1.1  Association rules mining (ARM)

Association rules mining is a key function in data mining and the primary goal of association rules mining is to find the interesting associations or correlation relationships between item sets in big data [4]. There are various areas used association rules such as telecommunication networks, web usage mining, intrusion detection, bioinformatics, market, risk management, and inventory control.[5, 6]. Association rule mining has two main tasks, mining frequent itemsets is the primary task which can be generated by using minimum threshold support. And the second task is using these generated frequent itemsets strong association rules which have confidence above a predefined threshold value. The first step requires extensive computation time and storage and thus becomes a challenging problem in ARM [7].

1.2         Notation and concept of Association rules mining

Association mining can he stated as follows: Let I = (i1, i2,…,in) be a set of items. Let D = (T1, T2,…,Tj,…Tm) the task-relevant data, be a set of transactions in a database, where each transaction Tj(j=1,2,… ,m) such that Tj ⊆ I . Each transaction is assigned an identifier, called TID (Transaction id). Let a be a set of items, a transaction T is said to contain A if and only if A ⊆ I. An association rule is an implication of the form A→B where A ⊆ I, B ⊆ I and A∩B=∅. The rule A→B holds in the transaction set D with support s, where s is the percentage of transactions in D that contain A∪B (i.e., both A and B).

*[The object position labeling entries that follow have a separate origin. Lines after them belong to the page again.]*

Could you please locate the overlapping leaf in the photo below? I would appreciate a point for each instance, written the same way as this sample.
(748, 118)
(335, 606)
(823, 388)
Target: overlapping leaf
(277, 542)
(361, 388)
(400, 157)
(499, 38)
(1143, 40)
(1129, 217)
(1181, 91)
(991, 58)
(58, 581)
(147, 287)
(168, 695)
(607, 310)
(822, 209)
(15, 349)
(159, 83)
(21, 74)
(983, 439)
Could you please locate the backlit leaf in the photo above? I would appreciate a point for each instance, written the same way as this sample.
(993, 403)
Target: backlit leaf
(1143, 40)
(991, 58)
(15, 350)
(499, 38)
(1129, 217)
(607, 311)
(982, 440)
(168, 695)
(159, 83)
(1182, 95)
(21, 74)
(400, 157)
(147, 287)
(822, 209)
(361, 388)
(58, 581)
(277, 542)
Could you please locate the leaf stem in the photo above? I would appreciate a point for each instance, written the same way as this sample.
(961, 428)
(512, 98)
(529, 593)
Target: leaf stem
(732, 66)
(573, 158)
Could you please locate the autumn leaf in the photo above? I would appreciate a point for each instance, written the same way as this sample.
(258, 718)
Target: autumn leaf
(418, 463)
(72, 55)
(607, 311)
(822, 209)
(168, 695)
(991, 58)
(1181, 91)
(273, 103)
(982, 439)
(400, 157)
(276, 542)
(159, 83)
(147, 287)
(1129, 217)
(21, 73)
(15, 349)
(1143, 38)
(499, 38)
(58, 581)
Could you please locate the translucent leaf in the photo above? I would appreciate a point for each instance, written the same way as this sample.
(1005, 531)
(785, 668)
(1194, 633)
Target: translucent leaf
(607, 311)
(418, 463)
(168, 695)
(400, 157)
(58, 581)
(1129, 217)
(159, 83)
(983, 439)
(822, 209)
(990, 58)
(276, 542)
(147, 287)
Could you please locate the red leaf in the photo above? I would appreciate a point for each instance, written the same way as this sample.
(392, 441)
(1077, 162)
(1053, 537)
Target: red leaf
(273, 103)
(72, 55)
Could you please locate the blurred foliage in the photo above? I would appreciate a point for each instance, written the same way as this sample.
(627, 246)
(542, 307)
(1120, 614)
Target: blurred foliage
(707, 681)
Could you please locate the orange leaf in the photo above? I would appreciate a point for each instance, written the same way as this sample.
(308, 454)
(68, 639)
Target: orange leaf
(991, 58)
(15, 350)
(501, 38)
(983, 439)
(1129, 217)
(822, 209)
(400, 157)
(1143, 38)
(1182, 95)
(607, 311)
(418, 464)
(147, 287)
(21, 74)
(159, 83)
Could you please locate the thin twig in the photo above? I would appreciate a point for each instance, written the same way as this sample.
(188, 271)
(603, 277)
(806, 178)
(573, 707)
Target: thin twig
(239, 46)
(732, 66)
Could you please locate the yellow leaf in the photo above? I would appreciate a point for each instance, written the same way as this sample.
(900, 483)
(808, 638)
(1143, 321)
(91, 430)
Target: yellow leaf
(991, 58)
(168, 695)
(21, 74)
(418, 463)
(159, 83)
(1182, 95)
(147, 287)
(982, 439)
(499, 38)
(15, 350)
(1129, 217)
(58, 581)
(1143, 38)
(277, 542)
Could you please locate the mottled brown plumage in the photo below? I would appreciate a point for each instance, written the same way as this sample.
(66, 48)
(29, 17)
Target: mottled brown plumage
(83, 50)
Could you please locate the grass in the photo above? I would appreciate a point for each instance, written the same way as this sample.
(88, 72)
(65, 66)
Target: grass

This is taken to be the probability P(A∪B). The rule has confidence c in the transaction set D if c is the percentage of transactions in D containing A that also contain B. This is taken to be the conditional probability(B|A). That is, confidence(A→B) =P(B|A) = support(A∪B) /support(A) = c, support(A→B) = P(A∪B) = s. The popular association rules Mining is to mine strong association rules that satisfy the user specified both minimum support threshold and confidence threshold. That is, minconf and minsup. If support(X) ≥ minsup, X is frequent item sets. Frequent k-itemsets is always marked as LK. If support (A→B) ≥ minsup and confidence (A→B) ≥ minconf,A→B is strong correlation [8].

 

1.3    Association Rules Mining Algorithm

There are many algorithms used with the Association Rules Mining to extract frequent patterns. the most basic algorithm for finding the frequent itemsets is the Apriori algorithm put forward by Agrawal[9]. It is a bottom-up and breadth first search approach. Apriori’s principle: If an itemset is frequent, then all of its subset must also be frequent [10] . The main idea of this algorithm is, it generates k-th candidate itemsets from the (k-1)-th frequent itemsets. It also finds the k-th frequent itemset from the k-th candidate itemsets. The algorithm gets terminated when the frequent itemsets cannot be extended further.

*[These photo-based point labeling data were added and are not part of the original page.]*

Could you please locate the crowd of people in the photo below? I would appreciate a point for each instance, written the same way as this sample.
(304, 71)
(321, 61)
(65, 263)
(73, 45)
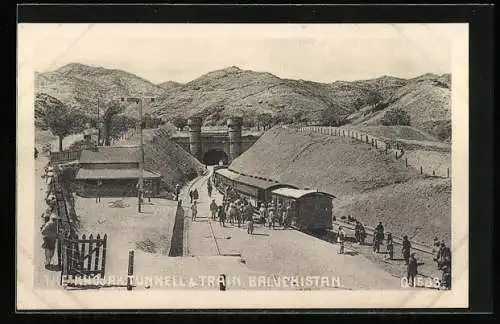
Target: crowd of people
(441, 253)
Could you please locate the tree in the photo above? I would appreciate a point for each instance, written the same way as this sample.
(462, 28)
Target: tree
(179, 122)
(61, 120)
(395, 116)
(113, 109)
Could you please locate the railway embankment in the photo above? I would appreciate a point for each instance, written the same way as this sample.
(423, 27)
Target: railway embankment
(369, 184)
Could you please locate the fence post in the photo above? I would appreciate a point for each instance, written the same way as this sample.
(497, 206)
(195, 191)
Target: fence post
(130, 269)
(222, 282)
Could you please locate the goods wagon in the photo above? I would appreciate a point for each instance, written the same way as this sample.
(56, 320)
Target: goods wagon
(255, 189)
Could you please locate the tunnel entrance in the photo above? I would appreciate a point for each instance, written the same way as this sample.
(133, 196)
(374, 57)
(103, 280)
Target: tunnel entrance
(213, 157)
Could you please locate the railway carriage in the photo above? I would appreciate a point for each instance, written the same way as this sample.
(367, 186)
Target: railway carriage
(254, 189)
(310, 210)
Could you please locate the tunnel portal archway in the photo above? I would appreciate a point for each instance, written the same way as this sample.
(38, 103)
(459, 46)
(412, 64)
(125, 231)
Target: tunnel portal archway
(212, 157)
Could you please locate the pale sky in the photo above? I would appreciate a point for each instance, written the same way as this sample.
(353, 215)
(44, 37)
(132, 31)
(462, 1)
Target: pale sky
(183, 52)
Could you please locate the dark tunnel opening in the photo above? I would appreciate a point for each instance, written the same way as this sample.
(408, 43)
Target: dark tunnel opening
(213, 157)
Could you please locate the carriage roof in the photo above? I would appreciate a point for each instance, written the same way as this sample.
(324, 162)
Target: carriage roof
(300, 193)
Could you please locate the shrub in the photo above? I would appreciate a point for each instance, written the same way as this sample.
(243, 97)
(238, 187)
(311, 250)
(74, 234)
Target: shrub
(395, 117)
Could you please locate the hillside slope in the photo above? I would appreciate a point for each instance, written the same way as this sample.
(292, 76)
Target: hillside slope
(169, 159)
(368, 184)
(79, 86)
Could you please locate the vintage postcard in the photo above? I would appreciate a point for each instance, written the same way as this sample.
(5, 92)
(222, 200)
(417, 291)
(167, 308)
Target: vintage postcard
(167, 166)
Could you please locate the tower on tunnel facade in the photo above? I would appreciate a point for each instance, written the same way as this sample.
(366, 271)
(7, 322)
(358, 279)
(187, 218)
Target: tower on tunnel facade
(194, 124)
(234, 134)
(226, 148)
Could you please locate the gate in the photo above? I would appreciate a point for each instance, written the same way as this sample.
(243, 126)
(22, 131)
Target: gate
(83, 257)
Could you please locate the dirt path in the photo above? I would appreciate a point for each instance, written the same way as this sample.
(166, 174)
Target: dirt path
(277, 254)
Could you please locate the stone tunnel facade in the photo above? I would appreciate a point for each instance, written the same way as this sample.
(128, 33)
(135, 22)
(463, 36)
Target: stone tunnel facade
(212, 147)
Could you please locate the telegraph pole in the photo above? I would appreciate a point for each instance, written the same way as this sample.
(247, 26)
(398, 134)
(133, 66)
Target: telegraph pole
(141, 162)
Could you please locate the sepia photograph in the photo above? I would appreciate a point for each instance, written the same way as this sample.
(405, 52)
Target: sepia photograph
(242, 166)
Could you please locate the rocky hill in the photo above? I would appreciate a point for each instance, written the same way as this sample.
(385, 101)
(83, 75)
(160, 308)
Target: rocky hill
(79, 86)
(233, 91)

 But there are two drawbacks in it. First ,because it repeatedly scans the transaction database, it needs a lot of I/O load (consumes a lot of memory and CPU time); Second, it will cause huge candidate set [7].

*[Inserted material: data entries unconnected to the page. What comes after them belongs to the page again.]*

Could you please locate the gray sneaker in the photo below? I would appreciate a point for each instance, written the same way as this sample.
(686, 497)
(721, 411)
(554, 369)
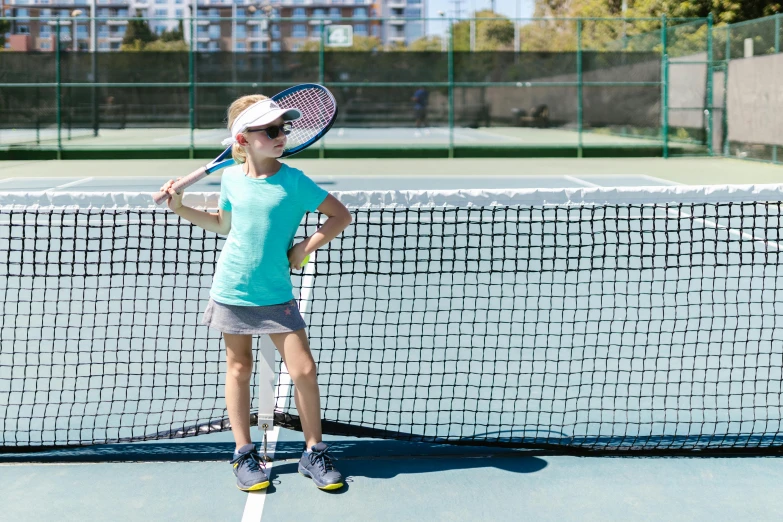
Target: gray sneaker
(318, 466)
(249, 469)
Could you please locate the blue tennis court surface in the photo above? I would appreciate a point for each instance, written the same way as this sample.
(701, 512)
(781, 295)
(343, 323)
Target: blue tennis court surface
(190, 479)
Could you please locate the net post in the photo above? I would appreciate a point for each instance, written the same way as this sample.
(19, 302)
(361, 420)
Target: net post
(192, 84)
(709, 101)
(579, 82)
(451, 86)
(664, 87)
(58, 91)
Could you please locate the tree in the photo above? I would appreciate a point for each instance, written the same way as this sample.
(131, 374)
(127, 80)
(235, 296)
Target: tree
(175, 35)
(428, 43)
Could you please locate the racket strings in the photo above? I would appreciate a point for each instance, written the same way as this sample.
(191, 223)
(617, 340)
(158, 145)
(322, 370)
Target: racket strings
(317, 109)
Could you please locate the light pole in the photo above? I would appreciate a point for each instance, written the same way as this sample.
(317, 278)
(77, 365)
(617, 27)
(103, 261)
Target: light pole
(75, 39)
(443, 40)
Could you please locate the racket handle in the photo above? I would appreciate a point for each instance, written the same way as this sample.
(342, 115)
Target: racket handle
(183, 183)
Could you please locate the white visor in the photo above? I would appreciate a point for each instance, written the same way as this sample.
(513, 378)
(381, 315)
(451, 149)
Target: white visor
(260, 113)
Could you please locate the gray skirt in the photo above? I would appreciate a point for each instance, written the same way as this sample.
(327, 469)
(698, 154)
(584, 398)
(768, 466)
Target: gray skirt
(234, 319)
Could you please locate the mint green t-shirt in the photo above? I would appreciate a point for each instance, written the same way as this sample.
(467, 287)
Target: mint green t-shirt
(253, 268)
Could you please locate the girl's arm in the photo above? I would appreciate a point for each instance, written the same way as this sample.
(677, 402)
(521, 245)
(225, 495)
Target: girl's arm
(219, 223)
(338, 219)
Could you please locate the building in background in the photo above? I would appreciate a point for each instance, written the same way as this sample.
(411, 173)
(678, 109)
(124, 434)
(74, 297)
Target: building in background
(220, 25)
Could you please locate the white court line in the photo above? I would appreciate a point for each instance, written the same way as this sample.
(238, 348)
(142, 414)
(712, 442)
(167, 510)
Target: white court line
(71, 184)
(580, 181)
(254, 507)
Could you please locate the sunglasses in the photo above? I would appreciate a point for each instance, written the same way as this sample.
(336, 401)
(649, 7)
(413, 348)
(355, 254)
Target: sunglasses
(275, 130)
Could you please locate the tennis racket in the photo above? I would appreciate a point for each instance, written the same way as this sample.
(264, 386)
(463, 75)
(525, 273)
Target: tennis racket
(319, 110)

To solve the above two problems in 2000 Han et al proposed

FP-Growth algorithm (Frequent Pattern growth)[11]. The biggest advantage of the FP-Growth algorithm is that it only scans database twice and does not generate any candidates[11],[12],[13]. Eclat [14] algorithm is a depth first search based algorithm. It uses a vertical database layout i.e. instead of explicitly listing all transactions; each item is stored together with its cover (also called tidlist) and uses the intersection based approach to compute the support of an itemset. In later years, these algorithms have been changed and provided with new structures.